Zurich halts Irish property lending

 

Swiss insurer Zurich Financial Services AG stopped all property lending to Ireland and Britain, and sharply increased provisions to shield against loan losses in these hard-hit real estate markets.

The group, which had been financing commercial property developments but did not give out mortgages to retail clients in these markets, said today it had set aside an additional $330 million to cover losses.

"Loan provisions are regularly reviewed but given the continuing deterioration in the UK and Irish property markets, the group has carried out a further review of its property development loan books and the respective provisioning levels," Zurich said in a statement.

The group has stopped all new property development lending through its subsidiaries Dunbar Bank and Zurich Bank.

"Ending this business (in the UK and Ireland) is the better option at the moment," Zurich spokesman Angel Serna said, adding the group did not have similar operations elsewhere.

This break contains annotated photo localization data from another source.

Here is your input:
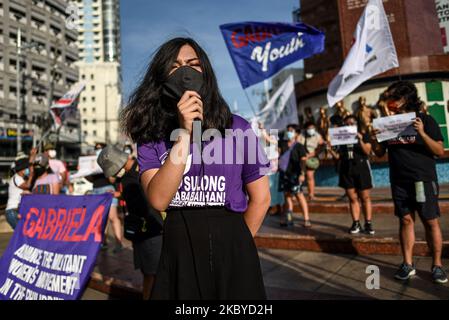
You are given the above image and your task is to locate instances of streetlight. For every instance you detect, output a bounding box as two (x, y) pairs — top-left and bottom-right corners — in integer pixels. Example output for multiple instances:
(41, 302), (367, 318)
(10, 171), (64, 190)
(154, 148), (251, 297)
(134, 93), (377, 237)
(15, 27), (41, 154)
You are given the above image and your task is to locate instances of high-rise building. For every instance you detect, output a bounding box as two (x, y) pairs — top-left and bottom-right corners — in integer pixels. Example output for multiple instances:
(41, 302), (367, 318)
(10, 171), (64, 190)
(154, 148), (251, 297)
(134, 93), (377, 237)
(296, 0), (449, 149)
(75, 0), (121, 149)
(0, 0), (80, 170)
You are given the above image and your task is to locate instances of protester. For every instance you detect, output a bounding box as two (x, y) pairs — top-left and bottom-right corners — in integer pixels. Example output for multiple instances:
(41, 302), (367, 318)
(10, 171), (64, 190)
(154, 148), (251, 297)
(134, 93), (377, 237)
(44, 142), (68, 192)
(297, 121), (325, 200)
(97, 145), (163, 300)
(370, 81), (447, 284)
(5, 152), (36, 229)
(327, 115), (374, 234)
(121, 37), (270, 299)
(31, 154), (60, 195)
(87, 142), (124, 252)
(278, 124), (310, 228)
(257, 122), (283, 216)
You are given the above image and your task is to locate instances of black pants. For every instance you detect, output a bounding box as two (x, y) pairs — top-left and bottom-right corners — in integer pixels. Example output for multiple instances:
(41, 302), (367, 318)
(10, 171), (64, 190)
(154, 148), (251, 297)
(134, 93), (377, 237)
(151, 207), (266, 300)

Real estate markets in Britain and Ireland are among the worst hit by the global crisis. Zurich said the total increase in provisions amounted to $250 million for Britain, taking the provisions-to-loan ratio to 18 per cent for its property loan portfolio, which stood at $1.91 billion at the end of the first quarter.

Provisions were bumped up by $80 million for Ireland, bringing overall provisions to 50 per cent of the portfolio of $495 million.

The announcement was likely to revive concerns about risks on insurers' balance sheets, said analyst Martin Koch at banking group Wegelin in a note.

"In addition to risks from real estate markets, worries about potential writedowns on government bonds are weighing on investors' sentiment," he said.

However, Zurich had so far weathered the crisis well, he said. "The group has a solid balance sheet and a very successful business model." Zurich will record the charges in its non-core business segment when it publishes first half results on August 5th. Both subsidiaries remain adequately capitalised after a capital injection from the group, Zurich said.